A key reason to be bullish is the continued launch of new models. Nio commenced delivery of ET7, a premium smart electric sedan, in March 2022. Further, ES7, a mid-large five-seater smart electric SUV, is expected to commence delivery in August 2022. The ET5 model’s delivery is also expected to begin in September 2022.

Clearly, there is an attractive lineup of new vehicles, and this will boost delivery growth in 2023 and potentially in 2024.

Another point to note is that Nio has aggressive international expansion plans. The company already has a presence in Norway. For the current year, Nio plans on expanding in Germany, the Netherlands, Sweden, and Denmark. Nio is also targeting a presence in 25 countries by 2025.

Therefore, delivery growth over the next few years will be supported by international expansion. Nio reported cash and short-term investments of $7.8 billion as of March 2022. Therefore, the company has substantial financial flexibility for aggressive growth.

Nio is already ramping up its manufacturing capabilities. Last year, Nio announced that it would work on doubling the capacity in its China assembly plant to 240,000 vehicles annually. There is also speculation that Nio is planning a manufacturing facility in the United States. This will help the company avoid a 25% import duty on cars.

With ambitious growth plans, Nio stock looks attractive after a correction of 56% in the last 12 months.

Vehicle Margins Can Improve

Profitability in this business should improve over time. For context, in the first quarter of 2022, Tesla (TSLA) reported $4 billion in operating cash flows. As electric vehicle companies scale up in terms of deliveries, there is the potential to generate robust cash flows.

For Q1 2022, Nio reported a vehicle margin of 18.1% compared to 21.2% in Q1 2021. The margin was impacted in the near term due to higher investments and inflationary factors.

However, in the next few years, the vehicle margin is likely to expand as delivery growth sustains. Also, if Nio plans factories in multiple locations (similar to Tesla), logistics costs should decline. Overall, Nio is positioned for strong cash flows in the next few years.

On the flip side, Nio is expanding aggressively into multiple countries. This will translate into higher marketing expenses. Cash burn is likely to sustain in the coming quarters.

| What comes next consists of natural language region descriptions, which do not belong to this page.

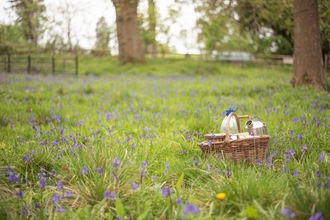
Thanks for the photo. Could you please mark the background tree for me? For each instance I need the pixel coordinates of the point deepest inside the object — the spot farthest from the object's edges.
(10, 35)
(152, 46)
(129, 39)
(69, 11)
(30, 16)
(308, 62)
(102, 38)
(220, 30)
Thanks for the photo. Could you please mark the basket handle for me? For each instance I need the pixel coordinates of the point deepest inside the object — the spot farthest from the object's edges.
(242, 116)
(232, 114)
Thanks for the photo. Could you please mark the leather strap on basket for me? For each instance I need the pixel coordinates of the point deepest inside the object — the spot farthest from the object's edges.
(232, 114)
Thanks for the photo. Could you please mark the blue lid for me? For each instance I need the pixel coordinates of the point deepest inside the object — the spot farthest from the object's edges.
(231, 109)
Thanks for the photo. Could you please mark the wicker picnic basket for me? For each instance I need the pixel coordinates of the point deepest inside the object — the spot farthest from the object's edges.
(236, 147)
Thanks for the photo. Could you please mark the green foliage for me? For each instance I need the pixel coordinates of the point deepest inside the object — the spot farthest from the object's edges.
(30, 17)
(97, 134)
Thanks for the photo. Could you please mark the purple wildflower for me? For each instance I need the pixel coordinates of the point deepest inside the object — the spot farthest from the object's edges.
(269, 163)
(60, 209)
(19, 194)
(25, 159)
(55, 198)
(317, 216)
(134, 186)
(295, 119)
(110, 195)
(178, 200)
(189, 209)
(227, 172)
(84, 171)
(295, 173)
(287, 213)
(12, 176)
(288, 154)
(327, 184)
(195, 162)
(42, 182)
(68, 193)
(116, 163)
(166, 191)
(304, 148)
(167, 167)
(322, 157)
(99, 170)
(25, 211)
(60, 185)
(258, 162)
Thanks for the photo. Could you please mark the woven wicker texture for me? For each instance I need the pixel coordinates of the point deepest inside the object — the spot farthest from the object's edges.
(252, 148)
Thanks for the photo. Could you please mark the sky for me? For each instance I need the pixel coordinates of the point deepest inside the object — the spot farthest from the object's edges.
(84, 22)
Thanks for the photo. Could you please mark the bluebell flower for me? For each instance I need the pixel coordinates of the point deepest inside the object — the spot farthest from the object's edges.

Having said that, the markets are likely to focus on delivery growth. With operating leverage, its EBITDA margin should also improve.

Wall Street’s Take on NIO Stock

Turning to Wall Street, Nio has a Strong Buy consensus rating based on 10 Buy ratings assigned in the past three months. The average NIO stock price forecast of $33.66 implies 52.1% upside potential.

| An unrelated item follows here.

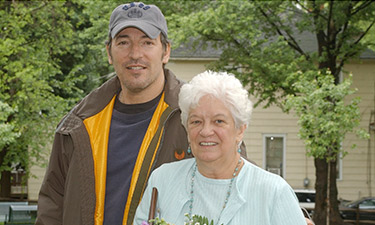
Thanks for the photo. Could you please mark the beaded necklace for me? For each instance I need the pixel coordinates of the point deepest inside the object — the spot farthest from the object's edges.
(235, 173)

Concluding Views – An Attractive EV Stock

The global adoption of EVs is still at an early stage. However, as Europe looks to reduce dependence on Russia for energy, EV adoption is likely to accelerate.

Nio will be positioned to benefit as it aggressively expands in Europe. Nio also has robust financial flexibility, and further equity dilution seems unlikely, even with aggressive growth plans.

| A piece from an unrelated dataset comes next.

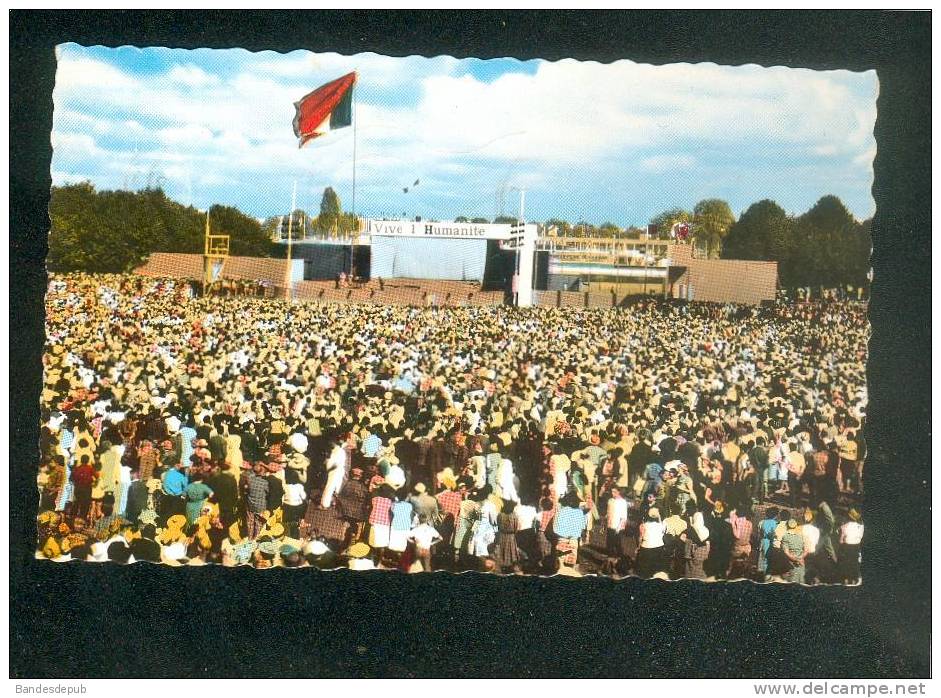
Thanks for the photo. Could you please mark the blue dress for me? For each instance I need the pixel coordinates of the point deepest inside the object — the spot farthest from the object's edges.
(767, 528)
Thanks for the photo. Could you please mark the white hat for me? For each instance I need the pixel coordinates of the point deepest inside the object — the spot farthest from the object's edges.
(298, 442)
(316, 547)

In terms of risks, a global recession can impact growth in 2023. However, it seems that this factor is largely discounted in the stock. Intensifying competition is also a potential risk.

It’s worth noting that Nio reported a research and development expense of $277.9 million for Q1 2022. On a year-over-year basis, R&D expenses increased 156.6%. With a focus on innovation, Nio can gain market share even as competition intensifies.

Overall, Nio stock looks attractive among EV stocks. Even after the recent rally, the stock is worth considering from a long-term perspective.